The management is controversial between endoscopic decompression, partial nephro-ureterectomy or complete primary reconstruction. The choice of a therapeutic modality depends on the following criteria: clinical status of the patient (e.g. urosepsis), age of the patient, renal function of the upper pole, presence or absence of reflux, obstruction of the ipsilateral ureter and pathology of the contralateral ureter.

Early diagnosis

  1. In a clinically asymptomatic child with an ureterocele and non- or hypofunctional upper pole, without significant obstruction of the lower pole and without bladder outlet obstruction, a prophylactic antibiotic treatment is given for 3 months until surgery is performed.

  2. In the presence of obstruction of the lower pole ureter or of the contralateral ureter, or urethral obstruction, an immediate endoscopic incision or punction is recommended in combination with prophylactic antibiotic treatment. After 3 months a re-evaluation is performed.
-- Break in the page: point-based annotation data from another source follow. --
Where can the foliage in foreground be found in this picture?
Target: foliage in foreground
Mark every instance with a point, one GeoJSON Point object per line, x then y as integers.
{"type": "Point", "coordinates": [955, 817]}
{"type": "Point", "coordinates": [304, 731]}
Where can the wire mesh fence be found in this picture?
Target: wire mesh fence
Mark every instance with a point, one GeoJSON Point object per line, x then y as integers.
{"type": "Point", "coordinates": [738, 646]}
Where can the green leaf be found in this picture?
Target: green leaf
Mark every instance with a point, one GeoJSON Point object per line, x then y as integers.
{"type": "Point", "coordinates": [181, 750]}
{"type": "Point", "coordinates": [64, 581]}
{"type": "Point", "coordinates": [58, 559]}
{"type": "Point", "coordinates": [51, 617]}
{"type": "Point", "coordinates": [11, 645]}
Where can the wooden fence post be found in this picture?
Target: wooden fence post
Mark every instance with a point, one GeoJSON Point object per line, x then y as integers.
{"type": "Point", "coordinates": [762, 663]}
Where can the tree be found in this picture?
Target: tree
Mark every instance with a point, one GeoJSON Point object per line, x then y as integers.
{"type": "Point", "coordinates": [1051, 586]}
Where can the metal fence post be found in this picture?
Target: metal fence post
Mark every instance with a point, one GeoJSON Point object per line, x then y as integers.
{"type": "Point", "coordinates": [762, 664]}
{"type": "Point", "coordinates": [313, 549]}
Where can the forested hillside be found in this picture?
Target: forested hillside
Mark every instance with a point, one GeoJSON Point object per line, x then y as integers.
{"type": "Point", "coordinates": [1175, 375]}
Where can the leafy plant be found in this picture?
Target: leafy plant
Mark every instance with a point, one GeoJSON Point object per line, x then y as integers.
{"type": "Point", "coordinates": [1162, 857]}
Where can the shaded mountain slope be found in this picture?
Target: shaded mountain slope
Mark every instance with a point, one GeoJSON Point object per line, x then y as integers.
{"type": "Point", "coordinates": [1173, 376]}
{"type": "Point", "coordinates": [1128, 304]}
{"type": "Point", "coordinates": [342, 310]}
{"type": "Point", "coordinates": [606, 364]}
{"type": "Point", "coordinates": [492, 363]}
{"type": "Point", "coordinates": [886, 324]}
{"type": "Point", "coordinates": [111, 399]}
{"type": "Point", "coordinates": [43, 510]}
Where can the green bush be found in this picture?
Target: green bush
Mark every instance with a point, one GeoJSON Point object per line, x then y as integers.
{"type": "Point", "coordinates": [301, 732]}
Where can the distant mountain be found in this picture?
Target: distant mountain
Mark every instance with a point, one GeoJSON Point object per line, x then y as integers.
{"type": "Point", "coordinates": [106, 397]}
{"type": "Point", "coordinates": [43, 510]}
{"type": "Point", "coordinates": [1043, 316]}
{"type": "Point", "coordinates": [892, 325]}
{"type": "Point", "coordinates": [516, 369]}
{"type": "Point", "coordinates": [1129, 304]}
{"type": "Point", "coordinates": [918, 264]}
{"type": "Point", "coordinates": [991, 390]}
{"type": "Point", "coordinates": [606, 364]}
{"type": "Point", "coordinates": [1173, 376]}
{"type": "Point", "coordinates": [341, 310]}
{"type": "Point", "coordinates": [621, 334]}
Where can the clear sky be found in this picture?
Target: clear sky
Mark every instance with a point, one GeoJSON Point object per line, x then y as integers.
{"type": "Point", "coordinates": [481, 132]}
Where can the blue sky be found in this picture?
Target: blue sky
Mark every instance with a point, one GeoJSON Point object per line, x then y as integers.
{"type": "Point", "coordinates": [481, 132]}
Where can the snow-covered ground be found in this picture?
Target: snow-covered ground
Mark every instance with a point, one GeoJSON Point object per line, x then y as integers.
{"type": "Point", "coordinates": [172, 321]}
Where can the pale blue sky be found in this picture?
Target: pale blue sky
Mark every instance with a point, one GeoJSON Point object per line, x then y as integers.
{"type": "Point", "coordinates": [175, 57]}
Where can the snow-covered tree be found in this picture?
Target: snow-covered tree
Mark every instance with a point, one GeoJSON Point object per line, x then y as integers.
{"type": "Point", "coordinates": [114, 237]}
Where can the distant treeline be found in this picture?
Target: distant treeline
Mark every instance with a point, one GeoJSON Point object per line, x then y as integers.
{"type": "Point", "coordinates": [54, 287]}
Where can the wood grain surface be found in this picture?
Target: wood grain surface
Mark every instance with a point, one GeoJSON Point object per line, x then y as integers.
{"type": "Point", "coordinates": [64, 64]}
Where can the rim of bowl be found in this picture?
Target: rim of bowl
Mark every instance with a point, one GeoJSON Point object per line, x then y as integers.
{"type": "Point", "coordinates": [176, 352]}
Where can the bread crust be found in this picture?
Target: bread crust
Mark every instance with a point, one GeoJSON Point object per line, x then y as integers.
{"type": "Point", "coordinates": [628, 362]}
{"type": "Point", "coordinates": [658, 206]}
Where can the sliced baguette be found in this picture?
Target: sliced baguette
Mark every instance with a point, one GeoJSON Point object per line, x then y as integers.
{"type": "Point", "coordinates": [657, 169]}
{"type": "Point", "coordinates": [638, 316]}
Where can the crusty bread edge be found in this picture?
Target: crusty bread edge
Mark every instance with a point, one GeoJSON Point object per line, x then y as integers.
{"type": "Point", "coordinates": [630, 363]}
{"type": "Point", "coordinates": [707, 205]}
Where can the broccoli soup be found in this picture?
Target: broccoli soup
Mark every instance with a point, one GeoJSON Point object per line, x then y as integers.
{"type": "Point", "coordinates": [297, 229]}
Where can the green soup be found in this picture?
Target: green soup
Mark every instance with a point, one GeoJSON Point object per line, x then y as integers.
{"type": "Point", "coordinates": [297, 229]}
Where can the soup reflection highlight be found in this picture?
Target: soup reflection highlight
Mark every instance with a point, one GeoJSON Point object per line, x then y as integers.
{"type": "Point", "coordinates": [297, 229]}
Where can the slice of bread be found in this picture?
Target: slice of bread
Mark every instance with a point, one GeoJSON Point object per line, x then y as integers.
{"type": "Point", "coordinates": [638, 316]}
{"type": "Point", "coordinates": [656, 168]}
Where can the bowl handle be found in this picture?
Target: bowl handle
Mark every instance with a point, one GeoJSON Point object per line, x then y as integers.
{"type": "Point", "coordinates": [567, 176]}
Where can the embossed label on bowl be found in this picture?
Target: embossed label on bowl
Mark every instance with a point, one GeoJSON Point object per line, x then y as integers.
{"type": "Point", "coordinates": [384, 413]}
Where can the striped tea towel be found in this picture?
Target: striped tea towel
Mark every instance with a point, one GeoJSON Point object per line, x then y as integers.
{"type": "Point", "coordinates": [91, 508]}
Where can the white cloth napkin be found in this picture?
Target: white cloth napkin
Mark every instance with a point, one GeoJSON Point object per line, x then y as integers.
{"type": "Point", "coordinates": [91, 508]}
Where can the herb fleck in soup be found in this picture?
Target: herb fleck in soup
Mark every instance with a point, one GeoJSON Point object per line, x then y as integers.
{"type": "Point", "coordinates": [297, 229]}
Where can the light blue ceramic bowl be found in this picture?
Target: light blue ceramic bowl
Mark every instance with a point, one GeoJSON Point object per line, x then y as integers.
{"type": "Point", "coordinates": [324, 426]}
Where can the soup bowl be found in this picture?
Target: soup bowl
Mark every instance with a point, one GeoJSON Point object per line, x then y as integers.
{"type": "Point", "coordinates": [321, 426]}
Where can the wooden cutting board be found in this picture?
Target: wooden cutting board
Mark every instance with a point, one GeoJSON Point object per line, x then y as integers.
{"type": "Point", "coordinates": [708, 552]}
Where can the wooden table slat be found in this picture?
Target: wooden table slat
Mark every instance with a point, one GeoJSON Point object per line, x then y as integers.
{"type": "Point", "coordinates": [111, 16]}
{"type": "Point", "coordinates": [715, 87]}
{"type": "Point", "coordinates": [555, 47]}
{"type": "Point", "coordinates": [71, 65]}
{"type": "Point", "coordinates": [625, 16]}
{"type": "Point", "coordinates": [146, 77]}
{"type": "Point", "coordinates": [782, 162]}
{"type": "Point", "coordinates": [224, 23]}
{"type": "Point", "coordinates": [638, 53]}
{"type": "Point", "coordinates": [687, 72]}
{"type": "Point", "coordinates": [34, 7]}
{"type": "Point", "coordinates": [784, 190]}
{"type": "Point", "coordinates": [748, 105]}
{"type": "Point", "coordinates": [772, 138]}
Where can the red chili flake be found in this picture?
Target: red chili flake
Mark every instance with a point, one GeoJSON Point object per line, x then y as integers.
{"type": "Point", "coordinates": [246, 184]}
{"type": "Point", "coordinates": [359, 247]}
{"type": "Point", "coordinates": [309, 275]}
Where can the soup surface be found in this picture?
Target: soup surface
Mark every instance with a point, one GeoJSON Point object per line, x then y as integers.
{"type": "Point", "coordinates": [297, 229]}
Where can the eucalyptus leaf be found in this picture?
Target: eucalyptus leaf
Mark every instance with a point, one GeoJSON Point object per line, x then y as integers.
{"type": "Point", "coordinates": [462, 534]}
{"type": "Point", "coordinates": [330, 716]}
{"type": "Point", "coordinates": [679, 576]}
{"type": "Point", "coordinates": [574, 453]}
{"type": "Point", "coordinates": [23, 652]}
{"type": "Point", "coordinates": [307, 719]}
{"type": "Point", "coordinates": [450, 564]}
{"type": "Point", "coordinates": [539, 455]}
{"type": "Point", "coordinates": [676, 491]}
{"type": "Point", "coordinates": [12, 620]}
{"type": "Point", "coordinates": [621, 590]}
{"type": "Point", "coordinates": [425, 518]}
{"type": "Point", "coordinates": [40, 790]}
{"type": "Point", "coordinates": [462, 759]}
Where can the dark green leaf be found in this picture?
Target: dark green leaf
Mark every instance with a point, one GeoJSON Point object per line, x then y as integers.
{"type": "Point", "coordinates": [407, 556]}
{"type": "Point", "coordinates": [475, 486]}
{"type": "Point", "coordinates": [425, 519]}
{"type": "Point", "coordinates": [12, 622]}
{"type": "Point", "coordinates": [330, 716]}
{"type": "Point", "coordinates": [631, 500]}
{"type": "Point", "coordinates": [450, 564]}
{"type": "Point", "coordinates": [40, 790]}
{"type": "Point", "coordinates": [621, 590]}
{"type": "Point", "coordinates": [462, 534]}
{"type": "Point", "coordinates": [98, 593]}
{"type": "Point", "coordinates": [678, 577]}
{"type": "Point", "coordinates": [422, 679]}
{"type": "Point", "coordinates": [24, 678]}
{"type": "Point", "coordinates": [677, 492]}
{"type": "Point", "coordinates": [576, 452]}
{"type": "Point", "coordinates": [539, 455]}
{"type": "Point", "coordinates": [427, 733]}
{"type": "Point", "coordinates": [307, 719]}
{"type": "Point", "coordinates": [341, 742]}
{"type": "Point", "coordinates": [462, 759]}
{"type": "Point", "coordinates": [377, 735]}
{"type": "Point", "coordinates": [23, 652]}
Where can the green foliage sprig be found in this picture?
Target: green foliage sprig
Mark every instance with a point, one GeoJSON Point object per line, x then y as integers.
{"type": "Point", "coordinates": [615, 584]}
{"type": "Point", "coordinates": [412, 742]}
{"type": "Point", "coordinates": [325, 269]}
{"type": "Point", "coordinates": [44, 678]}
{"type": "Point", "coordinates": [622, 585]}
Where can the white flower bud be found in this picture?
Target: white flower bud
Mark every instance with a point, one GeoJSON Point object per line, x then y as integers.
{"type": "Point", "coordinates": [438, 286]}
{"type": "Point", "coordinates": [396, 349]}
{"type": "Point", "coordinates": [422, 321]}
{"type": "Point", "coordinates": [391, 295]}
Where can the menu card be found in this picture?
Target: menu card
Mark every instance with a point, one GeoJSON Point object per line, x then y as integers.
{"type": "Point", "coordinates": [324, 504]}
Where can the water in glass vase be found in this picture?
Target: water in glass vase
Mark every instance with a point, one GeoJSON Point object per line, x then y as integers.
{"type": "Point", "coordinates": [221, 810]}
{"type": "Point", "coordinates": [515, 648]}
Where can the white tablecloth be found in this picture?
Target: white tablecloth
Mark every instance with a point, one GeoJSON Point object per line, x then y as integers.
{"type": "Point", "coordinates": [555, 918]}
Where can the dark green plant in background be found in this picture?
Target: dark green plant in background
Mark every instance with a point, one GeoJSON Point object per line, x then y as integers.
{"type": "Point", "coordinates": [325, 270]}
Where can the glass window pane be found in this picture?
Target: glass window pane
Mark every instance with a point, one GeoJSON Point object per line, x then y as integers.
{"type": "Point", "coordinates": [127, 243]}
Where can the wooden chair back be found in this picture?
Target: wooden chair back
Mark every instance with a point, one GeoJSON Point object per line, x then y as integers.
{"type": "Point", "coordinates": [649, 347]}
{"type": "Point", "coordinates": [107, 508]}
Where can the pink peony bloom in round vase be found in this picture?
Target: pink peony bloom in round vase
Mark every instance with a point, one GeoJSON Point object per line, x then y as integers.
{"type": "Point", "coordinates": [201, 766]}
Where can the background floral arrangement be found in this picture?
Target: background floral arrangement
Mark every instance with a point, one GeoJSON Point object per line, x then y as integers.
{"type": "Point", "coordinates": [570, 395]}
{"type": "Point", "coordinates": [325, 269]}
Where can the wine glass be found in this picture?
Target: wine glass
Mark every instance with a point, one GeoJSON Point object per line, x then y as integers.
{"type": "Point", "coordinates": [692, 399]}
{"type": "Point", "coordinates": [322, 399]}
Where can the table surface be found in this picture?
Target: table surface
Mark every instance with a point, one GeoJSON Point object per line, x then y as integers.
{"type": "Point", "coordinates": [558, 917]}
Re-evaluation: If decompression is effective and there is no reflux (approximately 25%), medical treatment is stopped and follow-up is based on urine cultures and ultrasound. If decompression is not effective or significant reflux is present or obstruction of the ipsi- or contralateral ureters and/or bladder neck obstruction, secondary surgery is necessary varying from partial nephrectomy to complete unilateral reconstruction (depending on upper pole function).

Late diagnosis

  1. Non-functional upper pole, no further pathology: heminephro-ureterectomy is the method of choice.

  1. Presence of significant reflux or obstruction: excision of the ureterocele and re-implantation of the ureter/ureters, heminephro-ureterectomy according to the function of the upper pole.

Bladder outlet obstruction caused by ureterocele: endoscopic incision might be an optional therapy, with awareness of secondary surgery in the majority of the patients.